Poll backs controls on how people spend benefits

Most people believe the government should start controlling how benefit recipients spend their money, according to new polling data released by the Demos think-tank. Six out of ten people agree the government should control what people spend universal credit on, and this proportion rises sharply for certain recipient groups and for the purchase of specific items.

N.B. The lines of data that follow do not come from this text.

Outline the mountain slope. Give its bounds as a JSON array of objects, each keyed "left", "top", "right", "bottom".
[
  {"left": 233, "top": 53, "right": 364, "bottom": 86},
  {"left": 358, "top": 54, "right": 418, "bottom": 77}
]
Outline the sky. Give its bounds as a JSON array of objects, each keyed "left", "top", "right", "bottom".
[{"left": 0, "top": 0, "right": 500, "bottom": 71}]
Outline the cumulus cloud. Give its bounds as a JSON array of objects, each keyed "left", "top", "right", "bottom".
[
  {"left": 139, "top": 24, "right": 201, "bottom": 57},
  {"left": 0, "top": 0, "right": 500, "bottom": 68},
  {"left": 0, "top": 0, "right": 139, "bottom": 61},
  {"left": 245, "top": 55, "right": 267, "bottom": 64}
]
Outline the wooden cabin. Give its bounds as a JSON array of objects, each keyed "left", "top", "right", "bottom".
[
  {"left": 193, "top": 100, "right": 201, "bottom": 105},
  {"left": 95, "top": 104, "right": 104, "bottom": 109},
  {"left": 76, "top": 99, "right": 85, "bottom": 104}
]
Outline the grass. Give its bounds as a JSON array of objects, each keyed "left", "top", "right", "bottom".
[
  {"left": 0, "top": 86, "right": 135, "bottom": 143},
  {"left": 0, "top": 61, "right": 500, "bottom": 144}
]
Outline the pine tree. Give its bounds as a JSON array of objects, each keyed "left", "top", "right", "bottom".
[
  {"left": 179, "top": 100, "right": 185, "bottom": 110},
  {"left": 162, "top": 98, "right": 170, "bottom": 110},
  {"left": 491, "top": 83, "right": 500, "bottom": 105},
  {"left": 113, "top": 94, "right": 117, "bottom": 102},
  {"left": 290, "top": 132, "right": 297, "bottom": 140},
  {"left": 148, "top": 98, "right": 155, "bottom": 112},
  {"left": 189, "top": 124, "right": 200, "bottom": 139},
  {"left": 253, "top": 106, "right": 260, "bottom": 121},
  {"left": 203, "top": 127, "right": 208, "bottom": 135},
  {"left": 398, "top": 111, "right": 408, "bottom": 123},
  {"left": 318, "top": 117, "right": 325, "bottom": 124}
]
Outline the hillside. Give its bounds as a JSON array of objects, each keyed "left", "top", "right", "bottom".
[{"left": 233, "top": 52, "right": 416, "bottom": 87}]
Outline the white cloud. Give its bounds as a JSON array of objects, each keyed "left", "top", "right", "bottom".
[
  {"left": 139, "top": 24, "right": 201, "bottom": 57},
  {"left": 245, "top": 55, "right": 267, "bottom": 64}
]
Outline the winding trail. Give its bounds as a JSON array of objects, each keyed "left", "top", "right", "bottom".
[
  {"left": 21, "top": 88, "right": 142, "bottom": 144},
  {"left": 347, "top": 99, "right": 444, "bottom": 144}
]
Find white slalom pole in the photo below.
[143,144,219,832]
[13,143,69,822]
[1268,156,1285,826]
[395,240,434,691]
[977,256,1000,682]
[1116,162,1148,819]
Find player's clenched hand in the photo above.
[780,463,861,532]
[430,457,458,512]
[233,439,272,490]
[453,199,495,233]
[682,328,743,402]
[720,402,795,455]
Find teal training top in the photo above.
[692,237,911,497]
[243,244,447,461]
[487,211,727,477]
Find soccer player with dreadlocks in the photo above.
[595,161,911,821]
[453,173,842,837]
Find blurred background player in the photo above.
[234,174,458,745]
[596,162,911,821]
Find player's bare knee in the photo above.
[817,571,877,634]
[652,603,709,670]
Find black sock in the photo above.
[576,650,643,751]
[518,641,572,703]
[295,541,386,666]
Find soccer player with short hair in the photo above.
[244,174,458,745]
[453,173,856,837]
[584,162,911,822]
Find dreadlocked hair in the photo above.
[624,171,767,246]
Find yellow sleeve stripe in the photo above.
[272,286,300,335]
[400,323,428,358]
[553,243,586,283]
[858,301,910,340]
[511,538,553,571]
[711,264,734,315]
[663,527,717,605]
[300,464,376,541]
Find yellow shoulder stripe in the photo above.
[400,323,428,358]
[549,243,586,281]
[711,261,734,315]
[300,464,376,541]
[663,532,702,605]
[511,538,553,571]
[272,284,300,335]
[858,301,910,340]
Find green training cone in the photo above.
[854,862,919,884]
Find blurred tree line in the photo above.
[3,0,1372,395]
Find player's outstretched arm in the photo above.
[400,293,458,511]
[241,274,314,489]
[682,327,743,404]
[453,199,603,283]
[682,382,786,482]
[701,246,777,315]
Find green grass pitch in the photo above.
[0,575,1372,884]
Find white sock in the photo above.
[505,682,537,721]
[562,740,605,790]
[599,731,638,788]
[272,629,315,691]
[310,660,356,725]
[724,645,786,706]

Populus Data Solutions interviewed 2,052 adults during the period 15–17 August 2012.

Key findings

  • 87 per cent of people said at least one group of welfare recipients should have their benefit spending controlled. 77 per cent wanted monitoring of people with a substance or gambling addiction, and 69 per cent wanted monitoring of those with a criminal or anti-social history.
  • 68 per cent wanted to stop benefits being spent on gambling, 54 per cent on unhealthy items such as cigarettes or alcohol, 46 per cent on branded goods such as Nike trainers, and 35 per cent on holidays.
  • The two age groups most likely to back controls were those aged over 65 and those aged 18–24.
  • Richer ('AB') socio-economic groups were most likely to back controls (61 per cent), whereas the poorest ('DE') groups were least likely (49 per cent).
  • Only 1 in 4 thought direct payment of housing benefit to tenants was a good idea.
  • The single most common reason given for controlling spending of benefits was that: 'it's the state's money after all'.